Zudem bin davon überzeugt, dass wir durch eine bessere Allokation unserer Ressourcen genügend Finanzmittel zur Verfügung hätten. Die effiziente Verteilung von Patientenströmen ist ein sehr wichtiger Aspekt solcher Ressourcenoptimierung. Wie von Dr. Stöckl empfohlen, kann der lineare Zugang eine effiziente Maßnahme sein, also „ohne Zuweisung von Facharzt/Fachärztin kein Termin in Spitalsambulanz“. Auch begrüße ich die von Herrn Huss propagierten Primärversorgungseinheiten (PVE).
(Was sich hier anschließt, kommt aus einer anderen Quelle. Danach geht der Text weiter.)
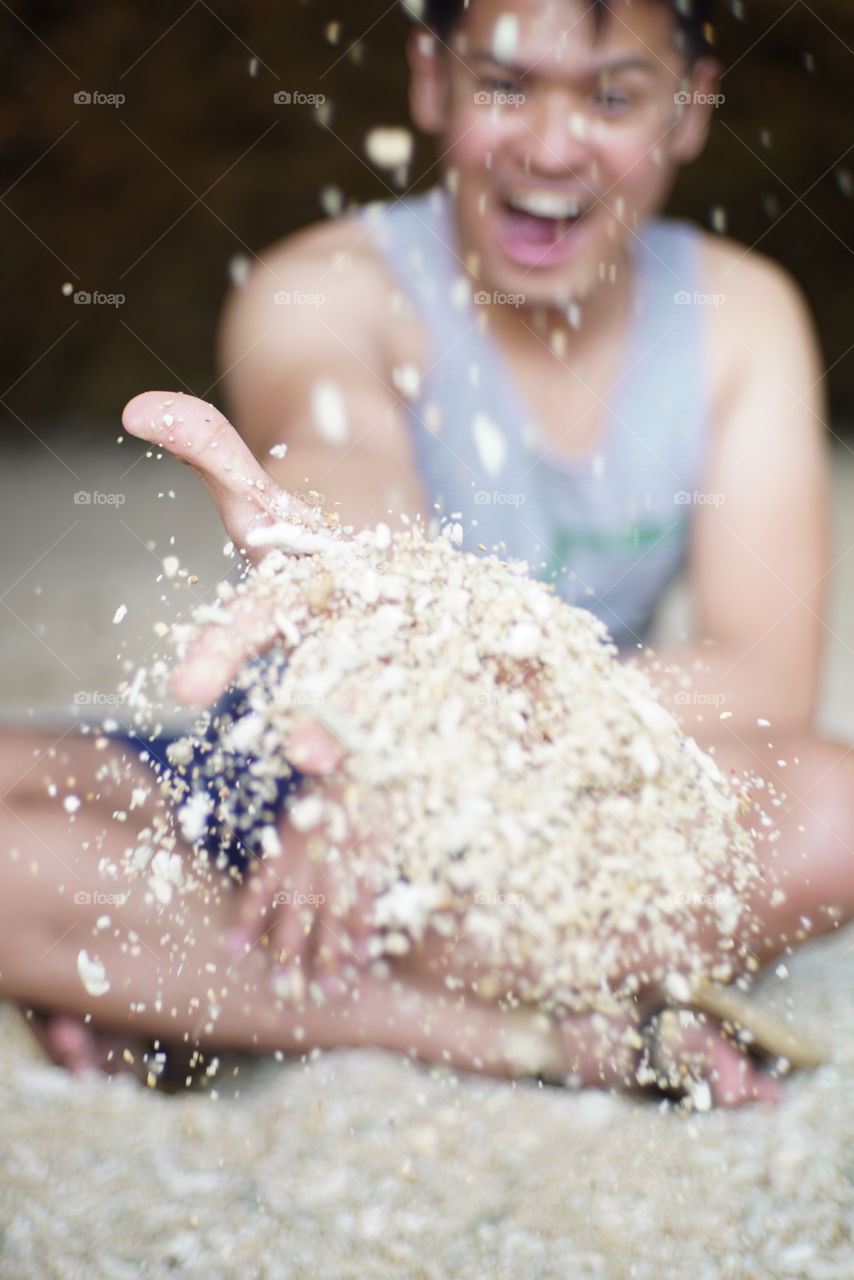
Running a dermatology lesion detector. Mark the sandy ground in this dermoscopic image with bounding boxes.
[0,444,854,1280]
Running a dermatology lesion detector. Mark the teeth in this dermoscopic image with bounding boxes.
[508,191,581,219]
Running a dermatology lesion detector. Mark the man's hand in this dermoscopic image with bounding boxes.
[122,392,327,711]
[222,722,373,1000]
[122,392,381,995]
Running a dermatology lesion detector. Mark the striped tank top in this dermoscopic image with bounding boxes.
[360,188,708,648]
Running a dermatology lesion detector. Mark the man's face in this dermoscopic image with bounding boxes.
[414,0,713,303]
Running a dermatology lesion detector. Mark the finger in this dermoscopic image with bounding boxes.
[228,863,277,959]
[271,828,319,974]
[172,595,282,707]
[122,392,310,563]
[284,721,344,776]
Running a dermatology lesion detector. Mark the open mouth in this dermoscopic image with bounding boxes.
[501,189,589,266]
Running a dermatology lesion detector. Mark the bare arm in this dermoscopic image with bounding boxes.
[635,240,828,736]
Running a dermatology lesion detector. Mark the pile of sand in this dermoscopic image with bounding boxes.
[0,929,854,1280]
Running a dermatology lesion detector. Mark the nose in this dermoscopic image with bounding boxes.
[520,88,590,178]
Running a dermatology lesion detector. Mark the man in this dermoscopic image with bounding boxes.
[222,0,827,741]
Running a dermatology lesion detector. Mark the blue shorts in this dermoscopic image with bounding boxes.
[109,689,302,874]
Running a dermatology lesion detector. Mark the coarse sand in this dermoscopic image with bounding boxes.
[0,928,854,1280]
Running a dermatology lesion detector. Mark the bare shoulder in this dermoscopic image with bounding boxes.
[702,232,812,329]
[702,233,821,420]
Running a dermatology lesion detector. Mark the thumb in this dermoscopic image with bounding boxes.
[122,392,309,563]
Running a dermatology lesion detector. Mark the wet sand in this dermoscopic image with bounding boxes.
[0,437,854,1280]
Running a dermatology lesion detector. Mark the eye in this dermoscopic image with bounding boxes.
[594,86,634,115]
[481,76,522,93]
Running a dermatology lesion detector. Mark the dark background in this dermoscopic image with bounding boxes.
[0,0,854,452]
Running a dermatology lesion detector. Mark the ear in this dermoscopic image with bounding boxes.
[671,58,721,164]
[406,27,451,133]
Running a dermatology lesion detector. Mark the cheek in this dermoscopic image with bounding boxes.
[444,111,507,170]
[595,131,671,207]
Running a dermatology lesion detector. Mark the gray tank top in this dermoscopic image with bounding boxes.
[361,188,708,648]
Sie werden sicher ein wichtiger Teil der Lösung sein und ähneln den von mir vorgeschlagenen Schwerpunktordinationen strukturell. Aber auch PVE sind kein Allheilmittel. Von der Wiener Ärztekammer ins Leben gerufene akutmedizinische Ambulanzen in den Spitälern haben sich z.B. in den letzten Jahren als eine sehr effiziente Lösung erwiesen. Außerdem werden die Einzelpraxen weiterhin ein wichtiger Bestandteil unseres Gesundheitssystems sein, wir können sie nicht zur Gänze durch PVE oder Ambulatorien ersetzen. Die optimale Lösung ist sicherlich eine genaue und gut überlegte Mischung aus all diesen Modellen.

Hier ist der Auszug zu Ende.